When I saw the painting of my younger self that I had ripped apart, I remembered how it felt. The sorrow, the rage. I removed the picture from the wall and flung it across the room. What a thrill the smash gave me! What joy in destruction! I broke statues, ripped curtains. It was only when I cut myself on a fragment of a mirror that I stopped to breathe.

All this when I was human again. How do I justify myself? I am sorry I lied when I told you the wound came from the kitchen. I was not ready to have that talk.

For days I devoted myself to reading books with you, to relearning history, geography, mathematics, all the studies of mankind. I thought reading Shakespeare would bury the Beast beneath the Man. But when I tried to write again, my penmanship was so poor that I tore the parchment in two and flung the desk to the ground. I yelled and cried and felt such shame.

I confess this is not my first attempt to write this letter.

Sometimes the despair struck me at night, when we were lying in bed together. You fall asleep in minutes, but it takes me longer. I have heard the clock strike one, two, even three some nights before I finally sleep. I lie awake and feel I am underground again. As a Beast, I had to fight the urge to sleep all day. As a Man, I have to beg my mind to turn off at night.

On one sleepless night, I climbed out of bed, careful not to wake you. My hair disheveled and only wearing my robe, I walked the hallways and corridors alone without so much as a candle. I wandered outside to the grounds, the gardens, and beyond the gates.

I walked into the woods. It was a full moon, which is perhaps why I felt so restless. Folklore says it brings out the Beast inside of us. The forest was quiet, comforting even, because I felt more at home there than in my castle. The other animals did not dare approach me.

I broke a branch from a tree and beat it against its fellows. I kicked dirt and tore the grass. I wanted to rage and destroy. You must think that a very different feeling from despair, but they are words written on the front and back of a page. Flip one over and you find the other.

There is a pond deep within the woods, and it is there I went. I lifted a large rock and threw it in the water, screaming a primal fury, but when the splash struck my face, I fell to my knees. I looked to the full moon overhead. Again I felt I was deep underground, but there was white light above me. It was like seeing your face in the rain that night. It was a way out of my tunnel.
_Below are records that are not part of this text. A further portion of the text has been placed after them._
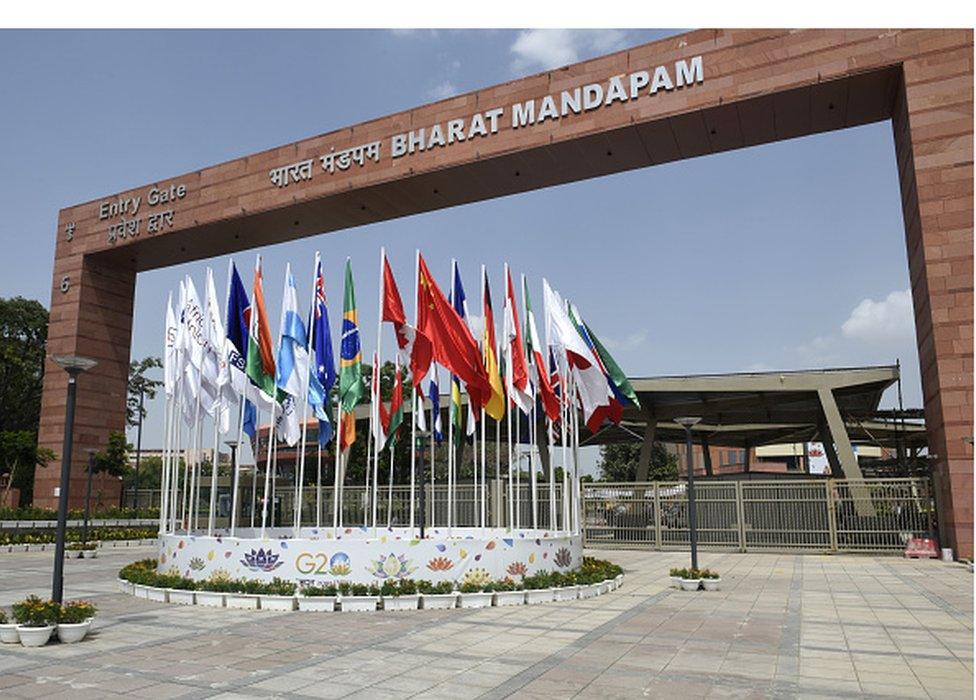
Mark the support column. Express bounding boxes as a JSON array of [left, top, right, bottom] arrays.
[[36, 247, 135, 510], [818, 387, 874, 517], [701, 436, 713, 477], [893, 60, 974, 559], [635, 414, 656, 482]]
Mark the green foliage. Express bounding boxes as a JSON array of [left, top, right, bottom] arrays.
[[0, 431, 54, 506], [459, 580, 485, 593], [0, 297, 48, 434], [596, 442, 679, 482], [66, 542, 98, 551], [0, 505, 157, 520], [395, 578, 417, 595], [0, 610, 7, 624], [12, 595, 59, 627], [301, 583, 338, 597], [670, 567, 715, 579], [92, 431, 131, 478], [264, 577, 297, 596], [127, 357, 163, 428], [1, 526, 156, 546], [58, 600, 96, 624]]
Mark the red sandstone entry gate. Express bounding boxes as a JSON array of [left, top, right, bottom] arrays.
[[38, 29, 973, 557]]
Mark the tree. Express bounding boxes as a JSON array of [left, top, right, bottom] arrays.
[[0, 297, 48, 433], [127, 357, 163, 427], [0, 431, 54, 506], [93, 431, 131, 478], [596, 442, 679, 482]]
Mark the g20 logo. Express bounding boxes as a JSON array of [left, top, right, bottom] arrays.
[[295, 551, 351, 576]]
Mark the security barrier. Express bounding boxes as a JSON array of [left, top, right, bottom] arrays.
[[582, 478, 935, 553]]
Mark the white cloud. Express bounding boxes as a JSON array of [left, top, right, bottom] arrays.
[[793, 334, 841, 367], [841, 289, 914, 344], [602, 330, 647, 352], [427, 80, 458, 100], [510, 29, 629, 73]]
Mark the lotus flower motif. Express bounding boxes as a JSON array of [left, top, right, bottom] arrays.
[[188, 557, 206, 571], [241, 548, 283, 572], [462, 568, 492, 588], [368, 553, 417, 579], [329, 552, 351, 576], [506, 561, 528, 577], [427, 556, 454, 572], [554, 547, 572, 568]]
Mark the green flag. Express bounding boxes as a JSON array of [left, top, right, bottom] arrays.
[[338, 260, 364, 450]]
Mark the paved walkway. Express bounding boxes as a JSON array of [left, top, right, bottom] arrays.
[[0, 546, 971, 698]]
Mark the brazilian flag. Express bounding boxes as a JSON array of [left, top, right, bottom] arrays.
[[338, 260, 365, 450]]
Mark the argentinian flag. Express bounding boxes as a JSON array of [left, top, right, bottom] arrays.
[[275, 265, 309, 446]]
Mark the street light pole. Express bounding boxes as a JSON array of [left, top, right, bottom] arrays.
[[50, 354, 97, 605], [675, 416, 702, 572], [82, 450, 96, 544]]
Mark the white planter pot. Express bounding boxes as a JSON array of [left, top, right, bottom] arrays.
[[226, 594, 260, 609], [493, 590, 526, 607], [680, 578, 701, 592], [260, 595, 296, 611], [297, 596, 336, 612], [195, 591, 226, 608], [146, 586, 168, 603], [669, 576, 682, 589], [420, 593, 457, 610], [383, 595, 419, 611], [167, 589, 196, 606], [458, 592, 493, 609], [702, 578, 721, 592], [599, 580, 613, 595], [56, 621, 91, 644], [65, 550, 83, 559], [525, 588, 555, 605], [0, 623, 20, 644], [82, 549, 98, 559], [117, 579, 134, 595], [554, 586, 580, 602], [578, 584, 601, 599], [614, 574, 624, 589], [132, 583, 150, 599], [340, 595, 378, 612], [17, 625, 54, 647]]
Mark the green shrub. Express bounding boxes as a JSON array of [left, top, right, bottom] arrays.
[[380, 579, 398, 597], [349, 583, 370, 597], [59, 600, 96, 624], [0, 610, 7, 624], [700, 569, 720, 580], [396, 579, 418, 595], [431, 580, 455, 595], [264, 578, 297, 596], [12, 595, 59, 627], [302, 583, 338, 597], [459, 581, 485, 594], [337, 581, 352, 596]]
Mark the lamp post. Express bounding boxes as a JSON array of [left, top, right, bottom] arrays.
[[675, 416, 701, 571], [416, 430, 430, 539], [225, 440, 238, 524], [50, 354, 98, 605]]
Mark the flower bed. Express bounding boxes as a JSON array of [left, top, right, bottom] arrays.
[[0, 597, 97, 647], [1, 526, 158, 547], [116, 557, 625, 612]]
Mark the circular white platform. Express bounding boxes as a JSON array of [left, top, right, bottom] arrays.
[[158, 527, 583, 586]]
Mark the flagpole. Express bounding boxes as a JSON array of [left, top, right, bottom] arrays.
[[159, 392, 172, 535], [293, 254, 319, 537], [522, 273, 538, 532], [315, 444, 322, 529], [230, 396, 245, 537], [478, 263, 486, 533], [251, 406, 259, 529], [447, 379, 454, 536], [430, 374, 436, 529], [332, 398, 341, 534], [530, 400, 538, 531], [495, 415, 501, 529], [370, 358, 379, 534], [571, 379, 581, 535], [208, 403, 221, 535], [387, 447, 394, 528], [409, 249, 419, 535], [561, 358, 569, 534], [515, 406, 521, 530], [364, 393, 372, 526], [480, 407, 486, 532], [471, 404, 478, 530], [548, 412, 556, 531]]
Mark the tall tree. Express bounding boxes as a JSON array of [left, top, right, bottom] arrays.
[[0, 297, 48, 432], [0, 431, 54, 506], [127, 357, 163, 427], [596, 442, 679, 482]]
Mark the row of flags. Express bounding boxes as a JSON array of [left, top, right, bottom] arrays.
[[162, 249, 641, 462]]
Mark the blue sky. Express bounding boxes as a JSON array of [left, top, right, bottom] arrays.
[[0, 29, 921, 454]]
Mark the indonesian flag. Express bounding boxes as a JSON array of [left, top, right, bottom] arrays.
[[381, 253, 432, 385], [416, 254, 491, 409], [503, 266, 533, 413], [523, 276, 560, 423]]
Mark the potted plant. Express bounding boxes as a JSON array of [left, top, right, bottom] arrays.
[[226, 579, 262, 609], [66, 541, 99, 558], [490, 577, 525, 607], [552, 572, 580, 602], [669, 567, 684, 589], [700, 569, 721, 591], [56, 600, 96, 643], [418, 580, 457, 609], [383, 579, 420, 611], [259, 578, 297, 611], [298, 583, 338, 612], [12, 595, 59, 647], [0, 610, 19, 644], [340, 582, 379, 612], [523, 571, 555, 605], [458, 580, 493, 609], [679, 568, 703, 591]]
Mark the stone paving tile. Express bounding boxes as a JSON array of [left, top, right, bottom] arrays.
[[1, 545, 973, 698]]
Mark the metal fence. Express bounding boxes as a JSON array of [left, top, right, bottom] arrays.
[[583, 478, 935, 553]]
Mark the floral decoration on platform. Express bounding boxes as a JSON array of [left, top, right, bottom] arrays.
[[461, 568, 492, 588], [241, 548, 283, 573], [506, 561, 528, 577], [554, 547, 573, 568], [427, 556, 454, 572], [188, 557, 206, 571], [368, 553, 417, 579]]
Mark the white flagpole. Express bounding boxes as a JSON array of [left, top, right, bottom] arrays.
[[159, 394, 172, 535], [370, 359, 379, 534], [504, 265, 514, 530], [364, 394, 372, 526], [571, 379, 581, 535], [472, 407, 478, 529], [250, 407, 260, 529], [515, 406, 521, 530], [332, 397, 341, 533], [447, 383, 454, 536], [387, 447, 394, 527], [294, 253, 319, 537], [230, 396, 245, 537], [409, 250, 419, 535], [430, 374, 436, 529], [495, 414, 501, 529], [208, 403, 221, 535], [480, 408, 486, 531], [548, 412, 557, 531], [530, 401, 538, 531], [315, 444, 322, 529], [561, 360, 569, 534]]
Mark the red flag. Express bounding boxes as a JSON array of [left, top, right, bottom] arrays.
[[416, 254, 491, 408], [585, 397, 624, 434], [504, 268, 532, 412], [382, 254, 433, 386]]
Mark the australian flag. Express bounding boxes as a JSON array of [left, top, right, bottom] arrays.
[[310, 256, 337, 448]]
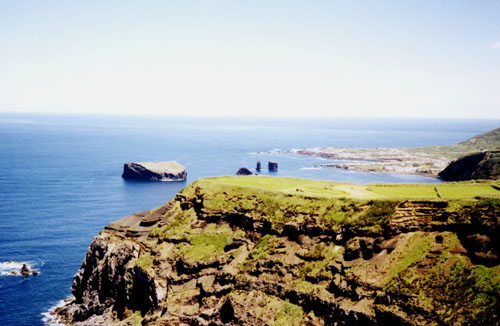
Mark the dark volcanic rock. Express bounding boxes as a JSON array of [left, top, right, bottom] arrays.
[[20, 264, 30, 275], [438, 151, 500, 181], [256, 160, 261, 171], [237, 167, 253, 175], [268, 161, 278, 171], [122, 161, 187, 181]]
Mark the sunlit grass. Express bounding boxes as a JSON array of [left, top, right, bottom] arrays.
[[204, 176, 498, 200]]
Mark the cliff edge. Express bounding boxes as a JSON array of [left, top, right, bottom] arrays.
[[52, 176, 500, 325]]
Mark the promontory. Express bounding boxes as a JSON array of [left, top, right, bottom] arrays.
[[51, 176, 500, 325]]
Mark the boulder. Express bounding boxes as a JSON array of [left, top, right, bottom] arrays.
[[122, 161, 187, 181], [236, 167, 253, 176], [268, 161, 278, 171], [21, 264, 30, 275]]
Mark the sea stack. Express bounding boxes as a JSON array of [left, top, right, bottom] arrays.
[[122, 161, 187, 181], [268, 161, 278, 172], [20, 264, 30, 275], [237, 167, 253, 175], [256, 160, 261, 171]]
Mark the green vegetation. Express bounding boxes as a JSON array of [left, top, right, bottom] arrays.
[[204, 176, 500, 200], [300, 243, 343, 279], [273, 300, 304, 326], [242, 234, 277, 271], [170, 176, 500, 236], [354, 200, 397, 228], [385, 233, 434, 282], [386, 232, 500, 325], [177, 223, 234, 263], [368, 184, 439, 198], [150, 204, 193, 241], [436, 182, 500, 198], [456, 127, 500, 151], [136, 252, 154, 274], [117, 310, 143, 326]]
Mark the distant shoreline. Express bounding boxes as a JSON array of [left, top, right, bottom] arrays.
[[292, 125, 500, 178]]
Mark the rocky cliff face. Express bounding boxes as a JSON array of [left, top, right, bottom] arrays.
[[53, 178, 500, 325], [439, 151, 500, 181]]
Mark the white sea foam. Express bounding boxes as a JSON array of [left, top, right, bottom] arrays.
[[42, 298, 72, 325], [0, 261, 32, 276], [300, 167, 322, 170]]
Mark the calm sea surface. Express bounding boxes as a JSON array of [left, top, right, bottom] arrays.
[[0, 114, 498, 325]]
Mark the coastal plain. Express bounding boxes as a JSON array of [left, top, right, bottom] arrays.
[[53, 176, 500, 326], [297, 127, 500, 177]]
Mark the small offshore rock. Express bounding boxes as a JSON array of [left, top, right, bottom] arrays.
[[122, 161, 187, 181], [21, 264, 30, 275], [268, 161, 278, 171], [236, 167, 253, 175], [256, 160, 261, 171]]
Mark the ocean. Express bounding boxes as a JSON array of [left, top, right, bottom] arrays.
[[0, 114, 497, 325]]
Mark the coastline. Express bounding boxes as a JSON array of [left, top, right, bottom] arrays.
[[294, 126, 500, 177], [296, 147, 461, 177], [315, 163, 441, 178]]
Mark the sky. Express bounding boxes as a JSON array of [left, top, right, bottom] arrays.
[[0, 1, 499, 118]]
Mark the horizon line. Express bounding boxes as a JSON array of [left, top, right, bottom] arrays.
[[1, 110, 500, 121]]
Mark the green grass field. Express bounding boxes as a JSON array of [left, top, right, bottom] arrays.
[[204, 176, 500, 200]]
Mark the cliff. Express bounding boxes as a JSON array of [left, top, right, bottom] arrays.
[[53, 176, 500, 325], [439, 151, 500, 181]]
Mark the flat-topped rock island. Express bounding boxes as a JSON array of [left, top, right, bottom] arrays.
[[122, 161, 187, 181]]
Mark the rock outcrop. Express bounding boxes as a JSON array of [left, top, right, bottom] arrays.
[[256, 161, 261, 171], [438, 151, 500, 181], [53, 178, 500, 326], [122, 161, 187, 181], [236, 167, 253, 176], [20, 264, 30, 275], [268, 161, 278, 171]]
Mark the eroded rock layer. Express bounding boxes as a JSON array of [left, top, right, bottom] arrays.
[[53, 179, 500, 325]]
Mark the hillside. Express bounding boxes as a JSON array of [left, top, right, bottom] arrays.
[[297, 126, 500, 177], [439, 151, 500, 181], [457, 127, 500, 151], [51, 176, 500, 325]]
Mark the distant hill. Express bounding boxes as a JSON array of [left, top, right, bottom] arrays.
[[456, 127, 500, 151], [439, 151, 500, 181]]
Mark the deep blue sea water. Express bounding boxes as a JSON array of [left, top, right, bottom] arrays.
[[0, 114, 498, 325]]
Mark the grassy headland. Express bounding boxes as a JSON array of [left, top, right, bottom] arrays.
[[56, 176, 500, 325]]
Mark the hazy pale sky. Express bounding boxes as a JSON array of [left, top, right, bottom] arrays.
[[1, 1, 499, 118]]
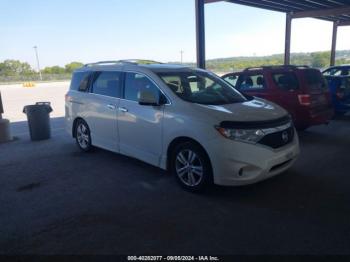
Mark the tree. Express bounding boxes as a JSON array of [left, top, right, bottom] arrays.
[[42, 66, 66, 74], [65, 62, 84, 73], [310, 52, 330, 68], [0, 60, 34, 76]]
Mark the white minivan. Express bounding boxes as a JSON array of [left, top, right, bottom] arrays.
[[65, 60, 299, 191]]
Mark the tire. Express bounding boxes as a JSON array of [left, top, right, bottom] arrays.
[[170, 141, 213, 192], [75, 119, 93, 152]]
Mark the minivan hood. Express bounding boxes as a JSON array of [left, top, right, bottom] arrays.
[[193, 98, 288, 123]]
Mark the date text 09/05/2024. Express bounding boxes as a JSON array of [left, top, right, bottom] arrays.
[[127, 256, 220, 261]]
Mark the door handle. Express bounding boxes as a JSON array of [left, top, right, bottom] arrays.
[[107, 104, 116, 110], [118, 107, 128, 113]]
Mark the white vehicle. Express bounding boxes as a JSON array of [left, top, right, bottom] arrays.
[[65, 60, 299, 191]]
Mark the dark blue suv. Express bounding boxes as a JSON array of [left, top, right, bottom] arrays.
[[323, 65, 350, 115]]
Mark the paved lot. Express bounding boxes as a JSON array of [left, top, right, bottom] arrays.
[[0, 114, 350, 255], [0, 81, 68, 122]]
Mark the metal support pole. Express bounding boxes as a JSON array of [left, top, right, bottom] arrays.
[[330, 21, 338, 66], [0, 92, 3, 120], [284, 13, 292, 65], [33, 46, 43, 81], [0, 91, 12, 143], [196, 0, 206, 69]]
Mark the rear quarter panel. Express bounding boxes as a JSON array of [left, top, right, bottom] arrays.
[[65, 90, 92, 137]]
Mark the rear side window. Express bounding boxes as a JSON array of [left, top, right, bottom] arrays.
[[70, 72, 91, 91], [162, 75, 183, 94], [223, 74, 239, 87], [124, 72, 160, 102], [236, 74, 266, 90], [273, 72, 299, 91], [304, 70, 328, 92], [92, 71, 122, 98]]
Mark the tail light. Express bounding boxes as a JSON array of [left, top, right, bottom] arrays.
[[298, 94, 311, 106]]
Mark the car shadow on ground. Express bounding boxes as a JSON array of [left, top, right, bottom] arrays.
[[207, 170, 343, 209], [6, 116, 350, 210], [297, 115, 350, 146], [203, 117, 350, 213], [3, 116, 350, 254]]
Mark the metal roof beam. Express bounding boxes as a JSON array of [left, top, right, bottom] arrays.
[[204, 0, 224, 3], [203, 0, 350, 27], [292, 6, 350, 19], [339, 21, 350, 26], [222, 0, 289, 12]]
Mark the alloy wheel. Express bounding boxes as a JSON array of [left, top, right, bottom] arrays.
[[175, 149, 204, 187], [76, 123, 90, 150]]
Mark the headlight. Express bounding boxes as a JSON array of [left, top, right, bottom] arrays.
[[216, 127, 265, 143]]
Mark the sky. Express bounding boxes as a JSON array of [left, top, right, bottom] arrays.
[[0, 0, 349, 68]]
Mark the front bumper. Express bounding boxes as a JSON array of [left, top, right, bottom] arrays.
[[205, 132, 300, 186]]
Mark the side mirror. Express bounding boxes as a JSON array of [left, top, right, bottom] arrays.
[[138, 90, 159, 106]]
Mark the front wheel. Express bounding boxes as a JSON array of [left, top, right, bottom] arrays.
[[171, 142, 213, 192], [75, 120, 92, 152]]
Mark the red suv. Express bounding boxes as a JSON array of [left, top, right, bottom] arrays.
[[222, 66, 334, 130]]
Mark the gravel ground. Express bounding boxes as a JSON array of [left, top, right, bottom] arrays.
[[0, 81, 69, 122]]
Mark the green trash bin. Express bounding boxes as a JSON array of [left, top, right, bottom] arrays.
[[23, 102, 53, 141]]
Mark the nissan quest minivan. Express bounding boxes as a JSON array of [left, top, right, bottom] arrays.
[[65, 60, 300, 191]]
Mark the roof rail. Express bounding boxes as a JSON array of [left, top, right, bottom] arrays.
[[243, 65, 310, 71], [269, 65, 310, 69], [84, 59, 163, 67], [84, 61, 122, 67], [118, 59, 163, 65], [291, 65, 310, 69], [244, 67, 265, 71]]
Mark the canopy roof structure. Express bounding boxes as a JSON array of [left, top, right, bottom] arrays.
[[206, 0, 350, 25], [196, 0, 350, 68]]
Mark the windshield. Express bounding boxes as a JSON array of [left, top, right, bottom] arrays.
[[323, 67, 350, 76], [157, 70, 247, 105]]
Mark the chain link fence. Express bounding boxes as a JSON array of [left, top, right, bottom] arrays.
[[0, 74, 72, 84]]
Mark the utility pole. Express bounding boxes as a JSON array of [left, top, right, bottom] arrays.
[[180, 50, 184, 64], [33, 46, 43, 81]]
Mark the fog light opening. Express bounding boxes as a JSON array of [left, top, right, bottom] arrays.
[[238, 168, 244, 177]]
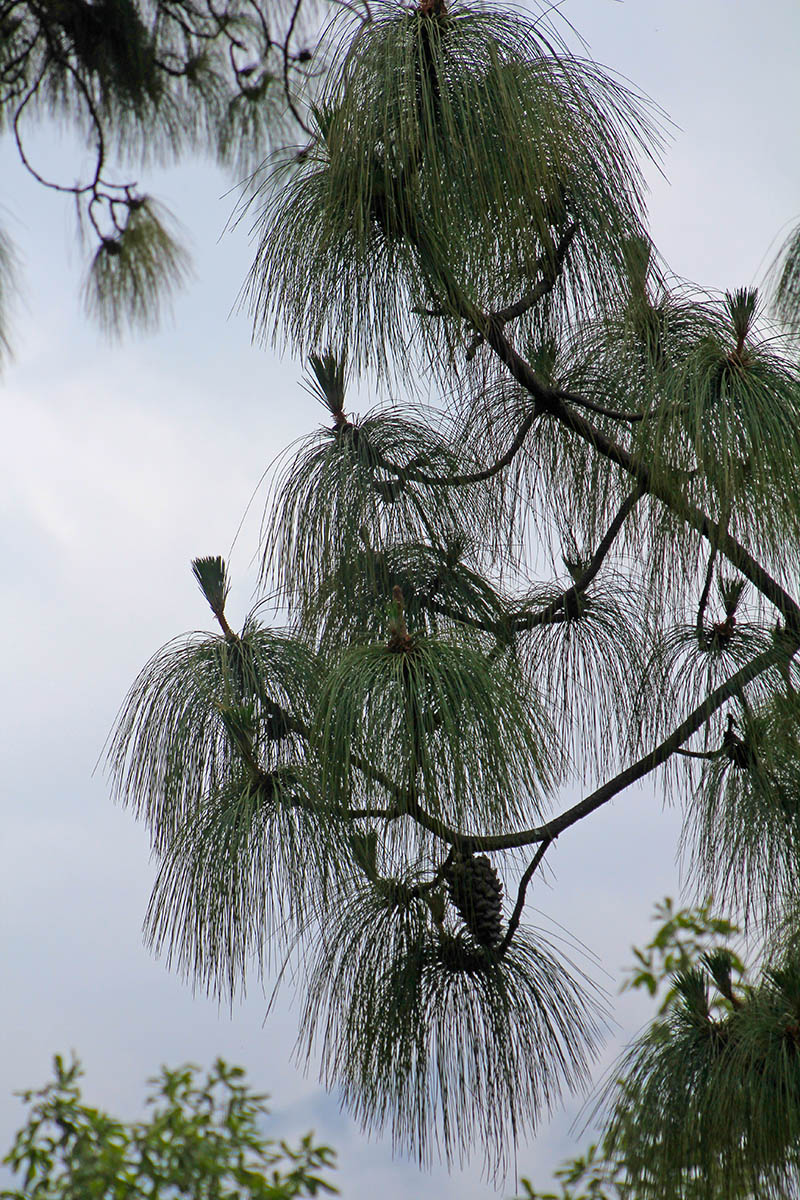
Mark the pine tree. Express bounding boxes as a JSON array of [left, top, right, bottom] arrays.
[[105, 0, 800, 1189], [0, 0, 324, 349]]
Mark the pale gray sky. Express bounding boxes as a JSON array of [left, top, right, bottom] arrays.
[[2, 2, 800, 1197]]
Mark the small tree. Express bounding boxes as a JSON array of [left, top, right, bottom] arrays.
[[1, 1056, 337, 1199], [106, 0, 800, 1190]]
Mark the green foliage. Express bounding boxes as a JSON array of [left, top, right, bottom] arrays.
[[520, 899, 751, 1200], [568, 279, 800, 581], [572, 898, 800, 1198], [517, 1141, 630, 1200], [143, 763, 341, 995], [1, 0, 315, 344], [306, 351, 347, 418], [621, 896, 744, 1015], [670, 293, 800, 557], [192, 554, 231, 620], [600, 951, 800, 1200], [314, 630, 555, 835], [1, 1055, 336, 1199], [262, 405, 478, 607], [247, 0, 661, 377], [685, 690, 800, 924], [107, 610, 320, 855], [310, 535, 510, 649], [517, 568, 648, 776], [636, 576, 773, 749], [301, 879, 605, 1173], [101, 0, 800, 1182], [83, 199, 191, 336], [771, 221, 800, 336], [0, 226, 16, 368]]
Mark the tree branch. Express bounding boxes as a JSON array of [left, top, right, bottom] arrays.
[[372, 411, 538, 489], [696, 543, 718, 640], [512, 486, 642, 630], [466, 641, 794, 853], [419, 596, 506, 639], [281, 0, 314, 137], [497, 838, 553, 955], [554, 389, 650, 423], [377, 640, 794, 856], [494, 224, 578, 325], [466, 311, 800, 630]]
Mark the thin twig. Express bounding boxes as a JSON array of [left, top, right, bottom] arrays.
[[696, 543, 718, 640], [512, 486, 642, 630], [407, 849, 455, 898], [375, 411, 538, 489], [281, 0, 314, 137], [492, 224, 578, 325], [553, 389, 649, 423], [456, 303, 800, 631], [497, 838, 553, 955]]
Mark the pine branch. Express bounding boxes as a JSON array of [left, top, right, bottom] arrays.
[[464, 222, 578, 358], [450, 297, 800, 631], [554, 391, 651, 423], [512, 487, 642, 631], [696, 543, 718, 640], [280, 0, 314, 137], [389, 641, 795, 856], [471, 642, 794, 853], [364, 229, 580, 488], [675, 746, 723, 760], [556, 401, 800, 630], [498, 839, 553, 956], [372, 412, 539, 489], [491, 224, 578, 325], [420, 597, 506, 638]]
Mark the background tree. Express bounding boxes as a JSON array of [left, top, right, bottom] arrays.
[[523, 896, 800, 1200], [1, 1055, 337, 1199], [0, 0, 330, 348], [520, 898, 746, 1200], [90, 0, 800, 1190]]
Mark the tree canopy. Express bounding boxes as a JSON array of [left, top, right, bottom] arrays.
[[1, 1056, 337, 1199], [0, 0, 325, 345], [10, 0, 799, 1192]]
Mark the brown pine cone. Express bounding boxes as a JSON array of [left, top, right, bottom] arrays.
[[445, 854, 504, 947]]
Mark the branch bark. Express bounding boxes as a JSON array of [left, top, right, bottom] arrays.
[[381, 641, 795, 855], [462, 308, 800, 631], [512, 486, 642, 630], [467, 641, 794, 853], [497, 839, 553, 955]]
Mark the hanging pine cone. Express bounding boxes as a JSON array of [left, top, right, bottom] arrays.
[[445, 854, 503, 947]]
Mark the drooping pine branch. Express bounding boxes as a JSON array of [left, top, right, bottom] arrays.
[[393, 641, 796, 856], [451, 297, 800, 631]]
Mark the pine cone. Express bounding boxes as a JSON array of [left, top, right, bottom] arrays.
[[445, 855, 503, 947]]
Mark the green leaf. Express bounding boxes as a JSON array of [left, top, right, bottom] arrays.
[[2, 1057, 337, 1198]]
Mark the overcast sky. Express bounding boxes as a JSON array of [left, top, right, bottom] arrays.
[[2, 2, 800, 1197]]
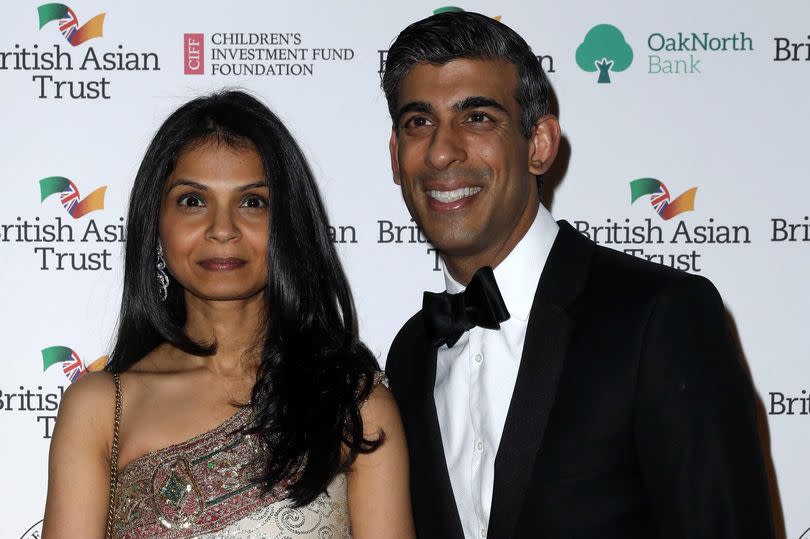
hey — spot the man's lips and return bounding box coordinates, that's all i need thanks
[197,258,247,271]
[426,186,482,203]
[425,186,483,210]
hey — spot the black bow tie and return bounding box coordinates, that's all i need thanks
[423,266,510,348]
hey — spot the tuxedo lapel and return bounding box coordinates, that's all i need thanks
[487,302,571,539]
[487,221,594,539]
[412,327,465,539]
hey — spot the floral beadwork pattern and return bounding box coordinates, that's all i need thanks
[193,475,350,539]
[110,371,387,538]
[111,406,351,538]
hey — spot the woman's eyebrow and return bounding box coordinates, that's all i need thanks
[237,181,269,191]
[165,179,207,193]
[165,179,268,194]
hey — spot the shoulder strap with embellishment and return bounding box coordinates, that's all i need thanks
[105,372,122,539]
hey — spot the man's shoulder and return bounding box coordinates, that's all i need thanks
[587,240,715,298]
[564,233,722,319]
[555,221,716,307]
[388,310,425,360]
[385,310,429,401]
That night I resolved myself. When I was a Beast, I felt the heartbreak of a Man. Now that I was a Man, I yearned to destroy like a Beast. As rage and despair reflect each other, so too does Man and Beast. This is a truth I have to make peace with and cease my shame.

I know now that the sorrow I felt, the desire to shut my eyes and simply rest forever, will not go away like a spell being broken. In truth, it may never leave me. What I am resolved to do is learn why I feel the way I do, to understand myself better and how to answer my feelings.

I am going to start running each day. Not only is this good exercise, but it puts my primal energy to good use. In the same vein, I am going to practice my swordsmanship. Whenever I feel that destructive urge, I will focus it into this skill. I can destroy dummies and sandbags with a sword just as well as the Beast could with his claws. And dare I say it looks rather dashing?

I have also thought about learning to garden. It is great fun to dig in the earth, but to plant seeds and nourish them takes a certain humanity. I believe this will be good for me. My academic studies will also continue. I may not be the reader you are, but I would like to finish all the plays that Shakespeare wrote. Perhaps you, the staff, and I could act one out.

In these ways, I will nurture both sides of myself. I no longer believe that to be a Beast is inherently wrong and to be a Man is inherently right. I think it is human nature to feel both. And I hope that you will join me one day in cleaning out the West Wing. I did not want to ask the staff to do it. The responsibility is mine, but I would feel safer with you beside me.

I hope this letter helps you understand me better. I want you to know that you are what guides me out of the ground. You make me want to be a better, well, if not Man, then a better Self.